RESEARCH ON USER CONSUMPTION BEHAVIOR PREDICTION BASED ON


IMPROVED XGBOOST ALGORITHM

Wang XingFen et.al., has proposed in this paper This paper is to propose an improved algorithm in
modeling user consumption behavior, which combined Logistic regression and XGBoost algorithm to
predict users' purchasing behavior in an e-commerce website. XGBoost, as a feature transformation, is
used to make sample prediction.

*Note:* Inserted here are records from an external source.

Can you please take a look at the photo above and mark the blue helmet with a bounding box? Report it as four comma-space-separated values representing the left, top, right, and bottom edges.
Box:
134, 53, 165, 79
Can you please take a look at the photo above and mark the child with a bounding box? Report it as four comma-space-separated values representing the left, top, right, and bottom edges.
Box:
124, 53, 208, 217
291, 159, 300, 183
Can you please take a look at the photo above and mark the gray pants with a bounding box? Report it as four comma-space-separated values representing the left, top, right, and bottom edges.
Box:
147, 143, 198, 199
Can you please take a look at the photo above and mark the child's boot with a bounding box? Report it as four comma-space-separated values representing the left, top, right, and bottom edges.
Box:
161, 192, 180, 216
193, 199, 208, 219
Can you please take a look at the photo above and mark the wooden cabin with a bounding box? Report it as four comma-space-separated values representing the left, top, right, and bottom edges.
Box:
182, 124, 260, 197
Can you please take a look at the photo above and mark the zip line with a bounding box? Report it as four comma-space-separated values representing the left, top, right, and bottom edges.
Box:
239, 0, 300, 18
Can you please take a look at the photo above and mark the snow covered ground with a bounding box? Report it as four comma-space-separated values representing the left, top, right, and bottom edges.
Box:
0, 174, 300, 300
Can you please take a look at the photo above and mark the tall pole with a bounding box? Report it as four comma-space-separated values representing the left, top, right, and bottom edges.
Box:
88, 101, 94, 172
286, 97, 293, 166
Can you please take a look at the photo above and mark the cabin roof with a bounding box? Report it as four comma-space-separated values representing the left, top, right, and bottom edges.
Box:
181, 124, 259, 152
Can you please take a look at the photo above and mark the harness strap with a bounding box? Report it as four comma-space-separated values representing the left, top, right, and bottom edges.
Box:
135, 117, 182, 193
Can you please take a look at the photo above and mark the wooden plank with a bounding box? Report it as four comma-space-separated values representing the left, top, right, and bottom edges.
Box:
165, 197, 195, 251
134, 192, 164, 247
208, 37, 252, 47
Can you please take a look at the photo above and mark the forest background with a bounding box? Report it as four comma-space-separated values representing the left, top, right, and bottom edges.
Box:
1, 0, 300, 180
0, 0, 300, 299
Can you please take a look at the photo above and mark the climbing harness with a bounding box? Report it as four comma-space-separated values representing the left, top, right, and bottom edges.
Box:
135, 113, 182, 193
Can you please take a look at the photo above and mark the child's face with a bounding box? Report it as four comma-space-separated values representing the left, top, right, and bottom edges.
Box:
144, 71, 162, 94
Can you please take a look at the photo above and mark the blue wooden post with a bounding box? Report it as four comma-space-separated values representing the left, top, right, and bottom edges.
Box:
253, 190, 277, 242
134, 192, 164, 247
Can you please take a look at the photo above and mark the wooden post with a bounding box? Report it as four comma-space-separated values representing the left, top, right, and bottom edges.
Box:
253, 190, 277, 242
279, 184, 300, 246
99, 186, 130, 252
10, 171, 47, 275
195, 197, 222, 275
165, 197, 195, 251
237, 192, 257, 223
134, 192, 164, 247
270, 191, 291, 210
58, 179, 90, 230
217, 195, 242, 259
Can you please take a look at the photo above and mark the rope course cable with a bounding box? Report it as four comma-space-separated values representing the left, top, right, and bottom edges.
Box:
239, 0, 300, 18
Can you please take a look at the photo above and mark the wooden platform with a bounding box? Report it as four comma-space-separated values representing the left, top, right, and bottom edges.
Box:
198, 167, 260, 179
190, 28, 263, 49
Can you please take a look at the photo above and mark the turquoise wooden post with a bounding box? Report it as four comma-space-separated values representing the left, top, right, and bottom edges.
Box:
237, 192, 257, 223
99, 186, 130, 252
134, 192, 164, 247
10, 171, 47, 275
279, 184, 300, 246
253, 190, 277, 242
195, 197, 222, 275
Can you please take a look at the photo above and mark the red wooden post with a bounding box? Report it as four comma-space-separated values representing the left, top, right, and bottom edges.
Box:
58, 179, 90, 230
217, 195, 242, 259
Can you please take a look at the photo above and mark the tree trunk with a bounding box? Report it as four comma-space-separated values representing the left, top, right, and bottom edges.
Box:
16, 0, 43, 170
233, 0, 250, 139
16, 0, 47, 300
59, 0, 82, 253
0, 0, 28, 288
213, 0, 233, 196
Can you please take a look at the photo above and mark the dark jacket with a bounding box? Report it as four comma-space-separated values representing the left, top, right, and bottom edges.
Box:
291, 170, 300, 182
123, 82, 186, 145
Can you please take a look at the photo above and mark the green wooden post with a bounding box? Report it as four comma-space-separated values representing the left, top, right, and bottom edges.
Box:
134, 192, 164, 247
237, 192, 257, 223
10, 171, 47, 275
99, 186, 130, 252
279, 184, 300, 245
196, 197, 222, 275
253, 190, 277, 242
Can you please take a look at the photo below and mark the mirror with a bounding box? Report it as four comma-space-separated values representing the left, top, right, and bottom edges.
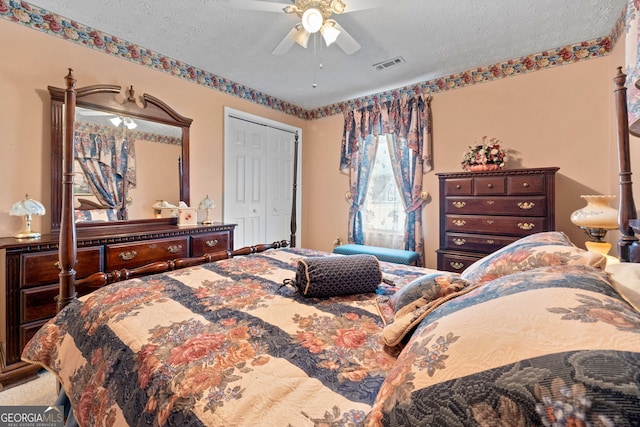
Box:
48, 85, 191, 233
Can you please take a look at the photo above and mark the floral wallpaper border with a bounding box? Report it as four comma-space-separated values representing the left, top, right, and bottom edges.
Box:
0, 0, 627, 120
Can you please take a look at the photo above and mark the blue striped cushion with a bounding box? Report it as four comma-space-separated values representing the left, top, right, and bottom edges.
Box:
333, 244, 418, 265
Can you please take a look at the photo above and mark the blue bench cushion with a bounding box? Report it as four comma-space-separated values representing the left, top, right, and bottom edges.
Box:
333, 244, 418, 265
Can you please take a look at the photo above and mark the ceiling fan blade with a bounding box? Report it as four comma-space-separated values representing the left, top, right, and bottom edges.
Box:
229, 0, 291, 13
333, 22, 361, 55
271, 25, 298, 55
342, 0, 388, 13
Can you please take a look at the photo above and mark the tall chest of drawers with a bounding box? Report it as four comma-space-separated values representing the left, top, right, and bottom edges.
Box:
438, 167, 558, 273
0, 224, 235, 389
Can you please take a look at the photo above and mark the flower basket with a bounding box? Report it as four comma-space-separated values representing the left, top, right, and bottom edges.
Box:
461, 136, 507, 171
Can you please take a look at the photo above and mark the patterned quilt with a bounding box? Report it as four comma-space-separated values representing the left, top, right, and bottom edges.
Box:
23, 248, 425, 426
23, 241, 640, 427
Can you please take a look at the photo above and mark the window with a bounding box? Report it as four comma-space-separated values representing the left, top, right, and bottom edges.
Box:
362, 135, 406, 249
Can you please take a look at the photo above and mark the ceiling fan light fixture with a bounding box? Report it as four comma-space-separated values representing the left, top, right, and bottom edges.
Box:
302, 7, 324, 34
320, 20, 340, 46
293, 25, 311, 49
331, 0, 346, 14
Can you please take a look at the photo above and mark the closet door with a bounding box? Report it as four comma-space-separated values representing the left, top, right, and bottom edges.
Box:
224, 118, 267, 249
223, 108, 301, 249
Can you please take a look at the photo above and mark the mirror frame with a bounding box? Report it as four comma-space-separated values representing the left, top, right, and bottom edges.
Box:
48, 84, 193, 233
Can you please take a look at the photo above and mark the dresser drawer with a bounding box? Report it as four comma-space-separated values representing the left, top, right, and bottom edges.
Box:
191, 231, 230, 257
444, 196, 547, 216
444, 178, 473, 196
106, 236, 189, 271
473, 176, 506, 196
438, 252, 484, 273
444, 233, 520, 253
20, 247, 102, 288
507, 175, 545, 195
445, 215, 547, 236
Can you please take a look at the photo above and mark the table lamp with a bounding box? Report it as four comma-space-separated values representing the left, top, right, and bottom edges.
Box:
198, 194, 216, 225
571, 195, 618, 255
9, 194, 45, 239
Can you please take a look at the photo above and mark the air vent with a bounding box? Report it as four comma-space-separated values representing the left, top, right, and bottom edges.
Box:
373, 56, 406, 71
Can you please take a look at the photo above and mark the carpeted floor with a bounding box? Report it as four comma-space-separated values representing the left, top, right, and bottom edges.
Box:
0, 370, 58, 406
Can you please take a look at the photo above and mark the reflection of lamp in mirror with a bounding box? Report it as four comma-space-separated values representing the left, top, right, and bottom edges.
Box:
109, 116, 138, 129
9, 194, 45, 239
571, 195, 618, 255
198, 195, 216, 225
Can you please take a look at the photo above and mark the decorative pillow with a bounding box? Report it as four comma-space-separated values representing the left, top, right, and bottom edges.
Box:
378, 273, 475, 347
376, 272, 469, 324
460, 231, 607, 283
363, 265, 640, 426
75, 209, 118, 223
285, 255, 382, 298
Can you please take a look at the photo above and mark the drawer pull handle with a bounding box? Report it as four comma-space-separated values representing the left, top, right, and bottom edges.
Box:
118, 251, 138, 261
449, 261, 464, 270
518, 202, 536, 210
167, 245, 182, 254
518, 222, 536, 231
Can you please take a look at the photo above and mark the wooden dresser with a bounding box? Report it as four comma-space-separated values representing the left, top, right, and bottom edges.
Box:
0, 224, 235, 386
438, 167, 558, 273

According to the prediction results, the information of each regression
tree will construct the new feature vector, which will be the input data of the logistic regression model.
The previous improved clustering algorithm [1] will be involved to cluster the different user divisions for
further comparative analysis with the three predictive models in this paper. Specifically, more than 50
million original data are collected and preprocessed for correlation mining. 60% are selected randomly to
be the training set and 20% to be the verification set and the rest 20% as the test set. Logistic regression
and XGBoost algorithm are used respectively to set up two models based on making use of the advantages
of each. The research shows that Logistic regression on XGBoost method is feasible and the evaluation
index of the model is better than any methods being used alone.[6]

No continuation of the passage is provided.